How the all-wheel-drivers will feel I can't tell you yet, but of these rapid Passats I have at least tried the 170bhp TDI. I've also sampled the 140bhp version, plus the mainstream 150bhp FSI petrol engine.

First, though, the looks. It's kind of Phaeton-meets-Audi at the front, with a great splash of chrome around the grille and the air intake below. A swage line on the lower flank rises and flares out as it aims for the back bumper, and the rear side windows are remarkably like those of, yes, the new 3-series. Move to the tail, and you'll find four round lights lit by rings of LEDs.

Now inside, where the previous Passat's lush solidity made you wonder what the point was of buying an Audi when you could have the same ambience for less money. Anyway, there's less confusion this time; Volkswagen realised it didn't have to make the new Passat quite as Audi-like, so has saved money. It hopes we won't notice, but we do.

First impressions are good. The top of the facia seems to float above the lighter section below, the door trims are intriguingly shaped with a ridge curving and fading down from door mirror to rear edge, and the driver's door switch console seems, like the facia top, to float separately from its surroundings. Chrome rings the dials, and the optional wood, though thin and flexible, is real.

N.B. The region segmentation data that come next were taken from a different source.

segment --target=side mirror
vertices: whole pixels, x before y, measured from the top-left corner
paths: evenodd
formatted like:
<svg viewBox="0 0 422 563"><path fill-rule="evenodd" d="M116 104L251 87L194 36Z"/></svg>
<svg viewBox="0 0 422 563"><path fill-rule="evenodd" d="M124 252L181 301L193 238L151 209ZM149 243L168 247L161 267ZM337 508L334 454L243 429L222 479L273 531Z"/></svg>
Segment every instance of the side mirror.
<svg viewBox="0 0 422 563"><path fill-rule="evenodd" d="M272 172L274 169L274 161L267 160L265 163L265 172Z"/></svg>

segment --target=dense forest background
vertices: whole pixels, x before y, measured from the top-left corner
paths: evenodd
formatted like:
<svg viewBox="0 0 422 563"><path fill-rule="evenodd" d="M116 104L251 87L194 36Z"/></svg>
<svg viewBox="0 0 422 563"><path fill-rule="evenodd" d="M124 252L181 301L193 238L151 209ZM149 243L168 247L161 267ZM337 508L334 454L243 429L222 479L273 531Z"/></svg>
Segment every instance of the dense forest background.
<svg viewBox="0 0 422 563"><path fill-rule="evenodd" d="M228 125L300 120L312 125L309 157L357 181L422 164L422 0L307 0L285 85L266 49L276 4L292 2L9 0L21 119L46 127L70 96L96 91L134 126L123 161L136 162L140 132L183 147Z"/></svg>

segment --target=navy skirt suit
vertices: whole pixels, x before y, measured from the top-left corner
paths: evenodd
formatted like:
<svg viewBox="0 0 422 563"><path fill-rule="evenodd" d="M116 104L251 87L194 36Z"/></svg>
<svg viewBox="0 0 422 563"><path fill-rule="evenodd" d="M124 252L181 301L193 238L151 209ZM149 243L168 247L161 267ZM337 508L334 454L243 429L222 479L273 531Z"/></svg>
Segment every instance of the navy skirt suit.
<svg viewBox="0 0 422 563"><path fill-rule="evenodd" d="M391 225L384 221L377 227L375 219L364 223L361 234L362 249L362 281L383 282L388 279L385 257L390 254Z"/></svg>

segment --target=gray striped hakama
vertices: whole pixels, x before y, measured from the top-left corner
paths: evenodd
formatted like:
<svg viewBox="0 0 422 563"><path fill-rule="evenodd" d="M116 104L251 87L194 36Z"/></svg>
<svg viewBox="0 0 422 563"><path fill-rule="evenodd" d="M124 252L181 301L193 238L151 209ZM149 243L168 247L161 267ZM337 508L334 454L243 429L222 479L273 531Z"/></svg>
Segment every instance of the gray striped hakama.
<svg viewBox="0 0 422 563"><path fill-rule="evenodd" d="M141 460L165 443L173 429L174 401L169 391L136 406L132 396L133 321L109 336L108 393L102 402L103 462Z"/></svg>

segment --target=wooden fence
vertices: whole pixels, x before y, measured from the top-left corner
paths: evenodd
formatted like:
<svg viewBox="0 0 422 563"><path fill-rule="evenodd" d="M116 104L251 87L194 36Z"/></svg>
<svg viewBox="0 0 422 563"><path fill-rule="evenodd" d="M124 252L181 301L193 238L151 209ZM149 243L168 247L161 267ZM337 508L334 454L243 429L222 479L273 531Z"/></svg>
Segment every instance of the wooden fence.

So what's wrong? Too much hard plastic, notably in the door trims, and a lightweight, flimsy feel to parts that move. The Passat is now average for perceived quality, not class-leading. It's very roomy, though, and Volkswagen will say that the money saved has been diverted to equipment and technology. Examples (some optional): Keyless starting, an automatic parking brake on all wheels, a hill-holder/creep-stopper for the automatics, a 230V socket for your laptop, a built-in, pop-up keypad to link with your Bluetooth phone.

What's it like to drive?

It handles very tidily. Rides very tidily too. You need one of the torquier engines to get the throttle/cornering line interactivity going, which makes the lowly 1.6 a dull (and rather resonant) drive, but switching from that car to the 140bhp mainstream TDI uncovers the talent beneath. The Passat hooks into a corner and won't let go, pointing and flowing much as its closest dynamic rival, the Honda Accord, does. The tail helps point the nose in pleasing fashion, but the steering clouds the picture. It's electric, like a Golf's, and has a dead patch as you start to turn. Then it goes momentarily glutinous before feeling right.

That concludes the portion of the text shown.